Firefox Accessibility Extension 220.127.116.11
This toolbar gives you a handful of features that aid in accessibility testing. You can run a report that notes accessibility failures. You can easily identify important elements of a page such as title, headings, frames, and links. It gives you image options such as viewing alt tags in context, or viewing the page without images altogether.
There are also built-in validation offerings, as well as color contrast findings and keyboard navigational aids. It directs you to options such as the Cynthia Says Web Content Accessibility Report and WebAIM WAVE
Web Developer 1.1.6 add-on for Firefox
Another Firefox extension that enables you to check out aspects of accessibility is Web Developer for Firefox. You can easily disable elements such as CSS and images, as well as run automated tests such as Validate CSS, Validate HTML, and Validate Section 508, which utilizes Cynthia Says.
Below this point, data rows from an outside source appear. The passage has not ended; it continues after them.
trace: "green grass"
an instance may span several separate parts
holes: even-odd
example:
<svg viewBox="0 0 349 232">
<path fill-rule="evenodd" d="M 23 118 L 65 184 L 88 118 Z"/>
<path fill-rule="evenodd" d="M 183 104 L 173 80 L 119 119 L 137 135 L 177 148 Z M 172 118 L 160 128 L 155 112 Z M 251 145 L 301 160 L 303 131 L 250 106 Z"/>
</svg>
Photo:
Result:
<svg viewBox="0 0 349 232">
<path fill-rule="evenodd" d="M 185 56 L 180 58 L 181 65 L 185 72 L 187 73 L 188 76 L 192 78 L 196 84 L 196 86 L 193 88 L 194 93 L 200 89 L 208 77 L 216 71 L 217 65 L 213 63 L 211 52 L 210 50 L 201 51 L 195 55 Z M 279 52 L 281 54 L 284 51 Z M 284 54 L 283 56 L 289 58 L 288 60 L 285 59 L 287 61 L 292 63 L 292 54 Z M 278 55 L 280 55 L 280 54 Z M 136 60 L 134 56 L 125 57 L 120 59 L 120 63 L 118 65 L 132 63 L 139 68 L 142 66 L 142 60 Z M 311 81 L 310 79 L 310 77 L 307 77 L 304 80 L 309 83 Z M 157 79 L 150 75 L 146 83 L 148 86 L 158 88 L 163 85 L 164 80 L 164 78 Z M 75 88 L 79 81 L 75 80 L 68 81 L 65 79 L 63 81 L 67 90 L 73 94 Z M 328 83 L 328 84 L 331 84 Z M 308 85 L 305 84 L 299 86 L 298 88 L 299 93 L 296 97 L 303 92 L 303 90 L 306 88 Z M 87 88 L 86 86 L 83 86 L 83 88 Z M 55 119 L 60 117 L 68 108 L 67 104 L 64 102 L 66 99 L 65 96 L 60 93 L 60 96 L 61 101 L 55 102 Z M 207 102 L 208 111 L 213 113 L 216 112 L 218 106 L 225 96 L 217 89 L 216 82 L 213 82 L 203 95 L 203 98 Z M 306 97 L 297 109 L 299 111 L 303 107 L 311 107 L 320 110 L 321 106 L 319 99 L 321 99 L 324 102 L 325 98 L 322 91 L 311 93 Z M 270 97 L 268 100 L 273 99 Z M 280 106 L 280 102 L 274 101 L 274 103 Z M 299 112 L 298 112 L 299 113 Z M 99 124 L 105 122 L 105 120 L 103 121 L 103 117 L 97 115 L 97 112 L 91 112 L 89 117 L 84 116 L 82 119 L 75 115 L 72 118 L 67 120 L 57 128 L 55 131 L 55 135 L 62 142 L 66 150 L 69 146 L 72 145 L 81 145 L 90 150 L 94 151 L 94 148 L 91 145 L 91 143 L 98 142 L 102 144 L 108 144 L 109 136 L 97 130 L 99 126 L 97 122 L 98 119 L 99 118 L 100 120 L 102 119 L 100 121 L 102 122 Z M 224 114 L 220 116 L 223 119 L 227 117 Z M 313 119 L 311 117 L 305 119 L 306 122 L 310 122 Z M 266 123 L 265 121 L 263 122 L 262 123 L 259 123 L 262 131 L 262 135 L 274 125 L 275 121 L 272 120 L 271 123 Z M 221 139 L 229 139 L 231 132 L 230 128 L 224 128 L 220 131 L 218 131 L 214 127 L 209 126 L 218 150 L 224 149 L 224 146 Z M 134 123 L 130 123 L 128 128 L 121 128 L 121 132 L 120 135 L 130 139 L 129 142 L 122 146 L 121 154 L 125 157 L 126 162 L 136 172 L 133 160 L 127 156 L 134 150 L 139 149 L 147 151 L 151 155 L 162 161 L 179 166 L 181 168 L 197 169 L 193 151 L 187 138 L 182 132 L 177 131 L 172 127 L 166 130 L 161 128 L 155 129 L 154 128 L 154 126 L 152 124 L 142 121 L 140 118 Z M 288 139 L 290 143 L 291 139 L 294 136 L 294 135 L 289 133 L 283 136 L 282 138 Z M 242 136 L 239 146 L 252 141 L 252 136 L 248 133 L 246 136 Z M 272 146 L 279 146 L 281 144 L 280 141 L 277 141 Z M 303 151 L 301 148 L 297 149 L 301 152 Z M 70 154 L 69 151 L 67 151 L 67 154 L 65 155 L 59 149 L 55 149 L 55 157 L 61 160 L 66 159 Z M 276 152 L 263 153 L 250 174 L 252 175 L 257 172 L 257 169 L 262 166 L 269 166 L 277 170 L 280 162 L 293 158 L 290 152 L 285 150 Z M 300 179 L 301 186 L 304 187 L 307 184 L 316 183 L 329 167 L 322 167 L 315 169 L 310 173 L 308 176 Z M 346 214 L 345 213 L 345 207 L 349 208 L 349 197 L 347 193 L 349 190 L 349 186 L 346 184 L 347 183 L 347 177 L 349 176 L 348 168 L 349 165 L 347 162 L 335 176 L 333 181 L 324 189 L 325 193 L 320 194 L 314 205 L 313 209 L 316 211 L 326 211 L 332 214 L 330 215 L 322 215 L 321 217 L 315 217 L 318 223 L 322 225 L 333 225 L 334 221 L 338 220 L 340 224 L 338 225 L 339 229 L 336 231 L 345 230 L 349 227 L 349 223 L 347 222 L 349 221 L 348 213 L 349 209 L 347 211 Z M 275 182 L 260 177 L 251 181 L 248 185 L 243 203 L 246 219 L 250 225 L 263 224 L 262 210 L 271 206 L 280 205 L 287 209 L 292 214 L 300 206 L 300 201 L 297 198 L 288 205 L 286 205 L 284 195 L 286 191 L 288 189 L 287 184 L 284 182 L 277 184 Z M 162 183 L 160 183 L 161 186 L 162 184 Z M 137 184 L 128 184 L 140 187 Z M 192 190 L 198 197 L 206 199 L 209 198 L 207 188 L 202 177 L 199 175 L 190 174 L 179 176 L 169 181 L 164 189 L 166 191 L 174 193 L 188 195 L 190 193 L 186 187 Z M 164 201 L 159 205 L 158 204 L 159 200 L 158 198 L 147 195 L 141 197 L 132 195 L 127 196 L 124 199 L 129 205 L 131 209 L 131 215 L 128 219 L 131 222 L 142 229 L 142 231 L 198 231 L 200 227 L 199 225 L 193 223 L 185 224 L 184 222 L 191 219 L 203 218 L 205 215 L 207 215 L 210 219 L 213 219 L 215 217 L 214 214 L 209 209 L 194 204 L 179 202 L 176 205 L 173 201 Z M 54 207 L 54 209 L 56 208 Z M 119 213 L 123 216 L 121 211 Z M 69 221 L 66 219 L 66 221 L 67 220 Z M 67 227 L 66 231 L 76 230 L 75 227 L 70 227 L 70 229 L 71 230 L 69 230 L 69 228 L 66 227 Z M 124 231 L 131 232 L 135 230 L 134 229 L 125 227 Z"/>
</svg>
Juicy Studio Luminosity Colour Contrast Ratio Analyser
There are numerous tools out there for testing color contrast, but I find myself in the habit of using the one at Juicy Studio. In determining if text on backgrounds (colors or imagery) meets the minimum WCAG 2.0 requirement of 4.5:1 (3:1 for larger text), all you have to do is enter the foreground and background colors and you’ll see how you’re doing.
This is an interesting tool that renders a site in grayscale. By pulling color out of the equation, it enables you to get a raw sense of visual contrast.
Of course, none of these really do everything for you. Looking right in the code of a page, or carefully navigating through with your own senses offer invaluable insights as to how well a site has been set up.